Craig Mazin donne une réponse intéressante lorsqu’on le questionne sur le message qu’il souhaitait transmettre à travers cette mini-série (référence en bas de page) : « Si vous mentez, si vous faites partie d’un système de mensonge, si vous êtes d’accord avec les mensonges qu’on vous transmet – par votre gouvernement, par vos chefs, par votre église, par vos amis, par Facebook – il y a prix associé à cela. La vérité est toujours là », suggérant par la même occasion que les problématiques mises en avant par ce drame historique ne se limitent pas au seul cadre de l’URSS. Le créateur ajoute également « Chernobyl est l’histoire de ce qu’il se passe quand des personnes mettent des mensonges au-dessus de la vérité ». Qu’on le veuille ou non, les particules β et γ quittant le réacteur pénètrent les cellules indépendamment de ce que l’on croit, de notre situation sociale ou de notre couleur de peau.
En bouclant l’ultime épisode, il est dur de ne pas faire de parallèle avec la situation climatique actuelle. Les principales différences résidant dans le fait que la crise se déroule sur un laps de temps plus étendu ainsi que sur la globalité de la planète. La phrase revenant à multiples reprises dans la série « RBMK reactor cores don’t explode » (« Le cœur des réacteurs RBMK n’explosent pas »), devenant peu à peu un slogan culturel sur internet, ressemble fortement aux différents climatosceptiques affirmant que l’Homme a tout sous contrôle et qu’il ne peut mener la Terre à sa perte.

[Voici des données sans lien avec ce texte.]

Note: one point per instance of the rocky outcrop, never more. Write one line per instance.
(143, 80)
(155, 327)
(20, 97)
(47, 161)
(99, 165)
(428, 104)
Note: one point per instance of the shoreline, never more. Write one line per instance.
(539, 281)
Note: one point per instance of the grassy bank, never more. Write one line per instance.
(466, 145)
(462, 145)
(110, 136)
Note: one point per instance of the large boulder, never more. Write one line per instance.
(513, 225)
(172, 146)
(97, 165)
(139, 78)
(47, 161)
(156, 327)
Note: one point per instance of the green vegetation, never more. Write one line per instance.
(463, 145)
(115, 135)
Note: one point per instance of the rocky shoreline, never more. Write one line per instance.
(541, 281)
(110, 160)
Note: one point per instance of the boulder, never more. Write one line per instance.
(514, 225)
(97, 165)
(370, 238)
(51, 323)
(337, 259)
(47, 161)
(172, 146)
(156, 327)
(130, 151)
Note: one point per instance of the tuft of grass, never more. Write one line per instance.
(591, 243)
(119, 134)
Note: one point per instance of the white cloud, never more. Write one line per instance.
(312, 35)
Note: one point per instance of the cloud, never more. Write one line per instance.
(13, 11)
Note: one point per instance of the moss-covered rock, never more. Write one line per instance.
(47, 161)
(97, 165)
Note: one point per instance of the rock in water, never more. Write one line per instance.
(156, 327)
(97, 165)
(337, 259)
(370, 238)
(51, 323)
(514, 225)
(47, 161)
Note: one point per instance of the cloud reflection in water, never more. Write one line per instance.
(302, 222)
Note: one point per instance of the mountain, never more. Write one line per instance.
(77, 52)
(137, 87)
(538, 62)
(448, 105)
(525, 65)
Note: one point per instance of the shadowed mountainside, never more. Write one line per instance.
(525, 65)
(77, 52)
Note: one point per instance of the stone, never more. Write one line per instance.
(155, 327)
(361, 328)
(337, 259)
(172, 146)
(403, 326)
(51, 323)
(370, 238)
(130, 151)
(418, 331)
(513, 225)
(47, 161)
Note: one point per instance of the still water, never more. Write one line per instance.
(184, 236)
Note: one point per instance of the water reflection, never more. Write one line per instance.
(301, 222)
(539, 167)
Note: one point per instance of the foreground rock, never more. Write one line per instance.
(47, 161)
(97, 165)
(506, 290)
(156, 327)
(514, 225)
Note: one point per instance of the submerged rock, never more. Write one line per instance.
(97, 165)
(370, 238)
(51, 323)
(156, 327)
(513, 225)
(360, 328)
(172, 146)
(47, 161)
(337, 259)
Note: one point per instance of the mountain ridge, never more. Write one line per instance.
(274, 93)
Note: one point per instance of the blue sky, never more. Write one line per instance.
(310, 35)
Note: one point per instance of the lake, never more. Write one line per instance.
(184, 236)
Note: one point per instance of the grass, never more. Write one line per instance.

Chernobyl est un véritable chef d’œuvre de narration et de mise en scène allant bien au-delà de son simple propos. La direction d’acteur culminée par la prestation stellaire de Jared Harris (présent dans Mad Men et The Crown) est juste et mise en avant par un cadrage impeccable. Le dernier épisode est une merveille de pédagogie en parvenant à transmettre scientifiquement lors d’un procès les mauvaises décisions qui ont mené au drame (et c’est un physicien qui écrit cet article).